The solution can be obtained from the results of Higham (1988, "Computing a Nearest Symmetric Positive Semidefinite Matrix", see 5.2P14 from Horn & Johnson "Matrix Analysis"). This result shows that, for Q real and symmetric, $x=Q_+$ is the solution to $$ \min_{x\ge 0}||x-Q||^2~~,\tag{1}$$ where $Q_+$ and $Q_-$ are the positive and negative semidefinite parts of $Q$, respectively. That is, if $Q=U^T\Lambda U$, then $Q_+=Q=U^T\Lambda_+ U$ where $\Lambda_{+,i}=\max{\lbrace\lambda_i,0\rbrace}$ and $Q_-=Q=U^T\Lambda_- U$ where $\Lambda_{-,i}=-\min{\lbrace\lambda_i,0\rbrace}$ (definition 4.1.12 from Horn & Johnson "Matrix Analysis"). We also define $|Q|=Q_++Q_-$ and note that $Q=Q_+-Q_-$
Since $Q_+ \ge Q$, problem (1) is also the solution of $$ \min_{x\ge 0,x\ge Q}||x-Q||^2~~.\tag{1a} $$ Note that the expression given in Eq. (0) is the solution to $ \min_{x\ge0,x\ge \Sigma_2-\Sigma_1}||x||^2$, which is clearly the same solution of $ \min_{x\ge0,x\ge \Sigma_2-\Sigma_1}||x-(\Sigma_2-\Sigma_1)||^2$. That is, the problem solved by Eq. (0) has the same form as Eq. (1a).
Let us define $U(A,B)=\lbrace X:X\ge A, X\ge B\rbrace$. By defining $x'=x-Q$, problem (1a) is equivalent to $\min_{x'\in U(0,-Q)}||x'||^2$, whose solution is $x'=Q_+-Q=Q_-=(-Q)_+$. Therefore, the solution to $\min_{x\in U(0,P)}||x||^2$ is also $P_+$. We can deduce from this (replace $x$ by $x+P/2$) that the solution to $$ \min_{x\in U(-S,S)}||x||^2~~\tag{3}$$ is $x=|S|$.
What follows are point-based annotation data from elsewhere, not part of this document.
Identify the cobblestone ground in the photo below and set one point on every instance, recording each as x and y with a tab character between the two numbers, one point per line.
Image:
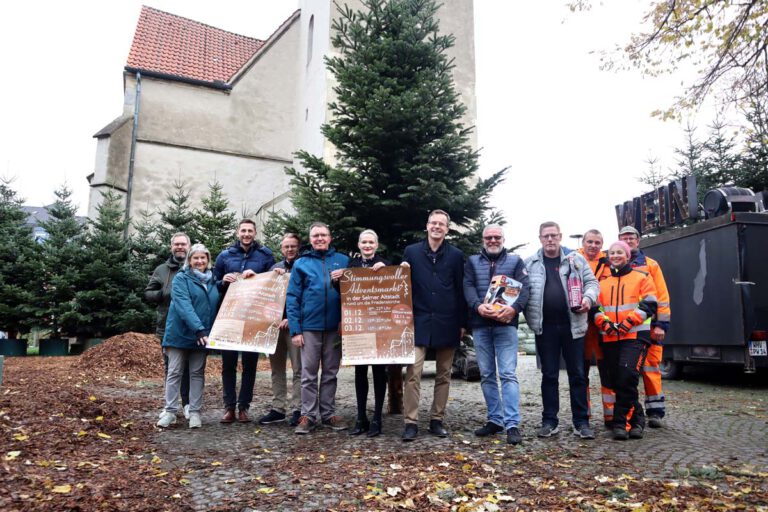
723	422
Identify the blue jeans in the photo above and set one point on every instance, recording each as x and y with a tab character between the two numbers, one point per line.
553	341
229	378
496	348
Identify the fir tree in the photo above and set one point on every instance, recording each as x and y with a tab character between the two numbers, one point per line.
214	222
149	250
721	160
63	253
108	299
690	162
178	215
20	262
401	147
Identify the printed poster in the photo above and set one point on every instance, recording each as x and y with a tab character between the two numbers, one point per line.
503	290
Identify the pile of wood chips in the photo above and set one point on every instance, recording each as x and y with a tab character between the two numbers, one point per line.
131	355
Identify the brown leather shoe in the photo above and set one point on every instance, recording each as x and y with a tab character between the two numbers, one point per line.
229	416
242	416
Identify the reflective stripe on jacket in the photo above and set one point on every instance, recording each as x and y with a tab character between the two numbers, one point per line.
663	314
312	302
537	276
629	296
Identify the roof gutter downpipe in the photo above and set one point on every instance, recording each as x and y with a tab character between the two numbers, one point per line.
134	134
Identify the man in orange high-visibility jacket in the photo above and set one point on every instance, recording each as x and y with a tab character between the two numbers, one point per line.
654	395
626	305
591	249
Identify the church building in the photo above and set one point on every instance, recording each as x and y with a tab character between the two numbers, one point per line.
204	104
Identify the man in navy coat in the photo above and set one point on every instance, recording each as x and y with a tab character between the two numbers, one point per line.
440	313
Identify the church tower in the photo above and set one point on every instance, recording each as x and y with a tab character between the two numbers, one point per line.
316	82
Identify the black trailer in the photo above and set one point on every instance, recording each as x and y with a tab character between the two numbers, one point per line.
717	275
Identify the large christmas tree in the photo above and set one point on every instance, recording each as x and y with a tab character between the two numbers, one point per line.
402	149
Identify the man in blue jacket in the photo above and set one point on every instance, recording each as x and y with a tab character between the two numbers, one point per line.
559	327
439	317
245	254
314	314
494	329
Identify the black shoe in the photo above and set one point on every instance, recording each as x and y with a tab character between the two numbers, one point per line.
620	433
436	428
514	436
655	422
361	426
411	432
272	416
374	429
489	429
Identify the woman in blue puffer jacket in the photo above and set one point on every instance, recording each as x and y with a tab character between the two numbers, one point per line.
194	300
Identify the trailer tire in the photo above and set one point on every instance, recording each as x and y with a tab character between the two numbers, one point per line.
670	370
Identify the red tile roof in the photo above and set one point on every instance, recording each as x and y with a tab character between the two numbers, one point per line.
179	47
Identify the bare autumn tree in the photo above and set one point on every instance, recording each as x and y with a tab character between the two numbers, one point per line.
726	41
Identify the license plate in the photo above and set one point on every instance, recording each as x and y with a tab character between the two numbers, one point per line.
758	348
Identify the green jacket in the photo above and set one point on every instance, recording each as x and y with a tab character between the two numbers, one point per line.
158	291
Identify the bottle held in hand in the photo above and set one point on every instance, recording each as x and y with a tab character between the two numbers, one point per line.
574	284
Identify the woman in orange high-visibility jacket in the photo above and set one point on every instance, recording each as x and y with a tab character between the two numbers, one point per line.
626	304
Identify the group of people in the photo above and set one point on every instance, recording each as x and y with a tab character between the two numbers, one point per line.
586	307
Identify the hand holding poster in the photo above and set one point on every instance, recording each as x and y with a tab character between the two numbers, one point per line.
249	317
377	316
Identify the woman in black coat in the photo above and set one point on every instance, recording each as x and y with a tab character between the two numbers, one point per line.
368	242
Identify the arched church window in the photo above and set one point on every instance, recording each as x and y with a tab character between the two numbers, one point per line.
310	34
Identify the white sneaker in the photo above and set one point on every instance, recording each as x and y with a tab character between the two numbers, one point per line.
166	420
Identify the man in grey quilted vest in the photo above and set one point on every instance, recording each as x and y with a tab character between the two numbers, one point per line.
496	290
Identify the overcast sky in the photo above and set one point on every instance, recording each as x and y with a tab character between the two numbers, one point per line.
576	138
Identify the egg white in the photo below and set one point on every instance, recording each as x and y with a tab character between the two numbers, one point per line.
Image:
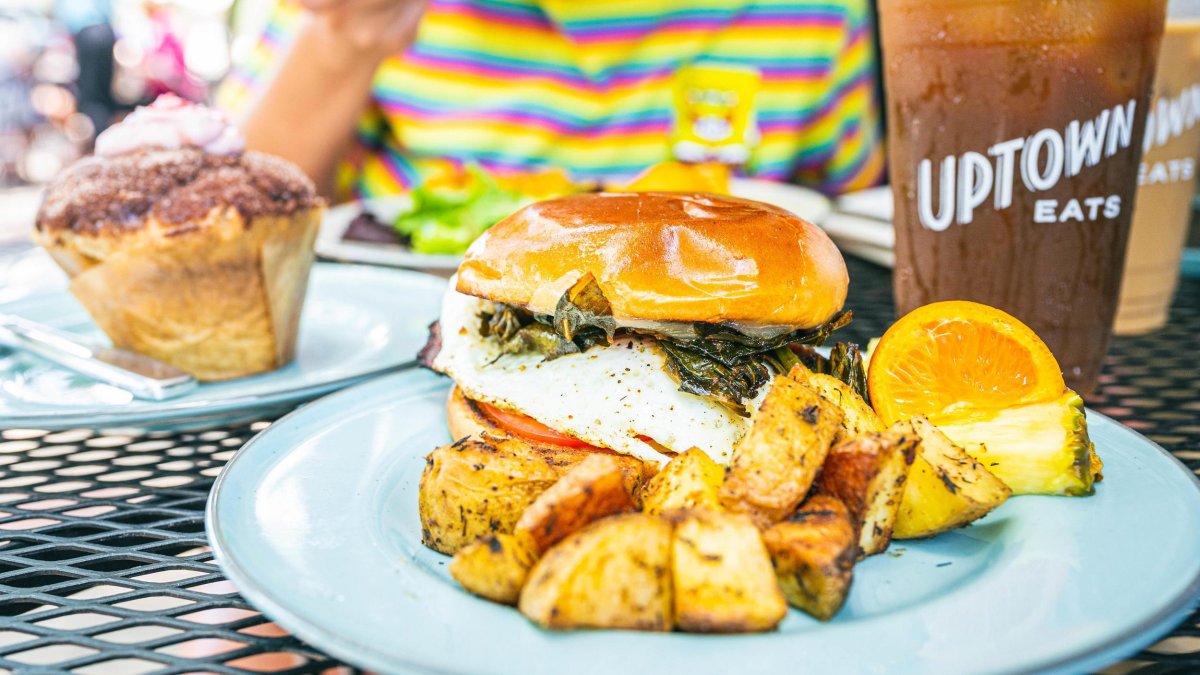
606	396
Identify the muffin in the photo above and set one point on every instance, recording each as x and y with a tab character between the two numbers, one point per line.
183	245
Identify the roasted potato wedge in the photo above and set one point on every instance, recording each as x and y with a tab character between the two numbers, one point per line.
690	479
858	416
615	573
588	491
814	554
495	567
946	488
868	473
481	484
724	581
775	463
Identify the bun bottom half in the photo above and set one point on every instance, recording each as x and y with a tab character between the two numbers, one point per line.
465	418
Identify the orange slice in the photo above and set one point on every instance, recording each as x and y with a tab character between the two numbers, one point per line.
953	358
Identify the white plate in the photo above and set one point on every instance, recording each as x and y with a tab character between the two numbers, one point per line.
810	204
358	322
316	523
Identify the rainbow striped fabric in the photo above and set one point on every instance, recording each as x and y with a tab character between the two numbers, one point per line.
595	88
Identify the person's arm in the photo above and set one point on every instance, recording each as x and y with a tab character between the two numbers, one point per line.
309	111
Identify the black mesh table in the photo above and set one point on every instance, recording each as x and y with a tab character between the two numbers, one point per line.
105	568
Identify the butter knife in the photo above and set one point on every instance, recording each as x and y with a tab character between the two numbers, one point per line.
142	376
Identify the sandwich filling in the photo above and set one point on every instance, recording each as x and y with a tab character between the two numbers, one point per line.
634	388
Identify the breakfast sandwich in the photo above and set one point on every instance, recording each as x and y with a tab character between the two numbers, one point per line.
640	323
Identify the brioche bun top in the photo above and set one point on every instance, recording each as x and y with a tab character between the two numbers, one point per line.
663	256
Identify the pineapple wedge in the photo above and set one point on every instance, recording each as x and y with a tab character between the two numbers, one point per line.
1036	448
946	487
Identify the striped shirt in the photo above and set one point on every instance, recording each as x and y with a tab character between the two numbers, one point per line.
607	88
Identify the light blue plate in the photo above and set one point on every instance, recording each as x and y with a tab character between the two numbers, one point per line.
316	523
358	322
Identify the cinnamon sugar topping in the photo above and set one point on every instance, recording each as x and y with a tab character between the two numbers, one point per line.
117	193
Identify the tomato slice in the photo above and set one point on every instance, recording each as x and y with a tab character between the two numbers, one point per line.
529	428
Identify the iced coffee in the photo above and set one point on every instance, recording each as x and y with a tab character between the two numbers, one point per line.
1167	180
1014	137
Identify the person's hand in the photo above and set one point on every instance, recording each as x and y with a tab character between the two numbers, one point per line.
370	28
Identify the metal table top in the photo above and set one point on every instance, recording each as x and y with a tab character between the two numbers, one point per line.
105	568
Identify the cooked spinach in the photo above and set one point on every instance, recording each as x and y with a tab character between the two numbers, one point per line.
720	362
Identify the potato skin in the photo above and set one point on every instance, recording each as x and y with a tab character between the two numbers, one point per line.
495	567
589	490
615	573
480	485
868	473
775	463
946	489
724	581
814	554
690	479
859	417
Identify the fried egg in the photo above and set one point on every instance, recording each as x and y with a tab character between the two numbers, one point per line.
606	396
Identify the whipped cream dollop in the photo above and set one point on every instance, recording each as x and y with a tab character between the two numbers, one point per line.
168	124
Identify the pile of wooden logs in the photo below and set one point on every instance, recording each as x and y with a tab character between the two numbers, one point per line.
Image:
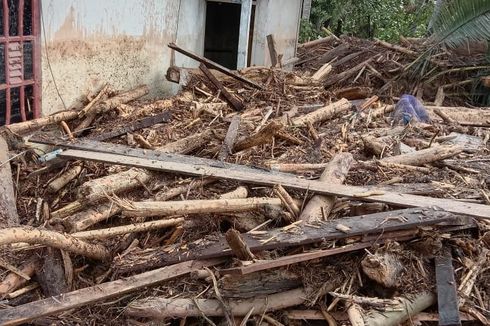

Finally, we can re-state the original problem $$ \min_{\substack{x\ge0,y\ge0\\x+\Sigma_1=y+\Sigma_2}}||x||^2+||y||^2~~.\tag{OP}$$ By the parallelogram law, $2||x||^2+2||y||^2=||x+y||^2+||x-y||^2$. Note that $x-y=\Sigma_2-\Sigma_1$. We redefine the variable $z=x+y$ and re-write the OP as $$ \min_{z\in U(\Sigma_2-\Sigma_1,\Sigma_1-\Sigma_2)}||z||^2~~.\tag{OP'}$$ Therefore, the solution is $z=|\Sigma_2-\Sigma_1|$ and $x=(\Sigma_2-\Sigma_1)_+$ and $y=(\Sigma_1-\Sigma_2)_+$. This is the same solution posted before.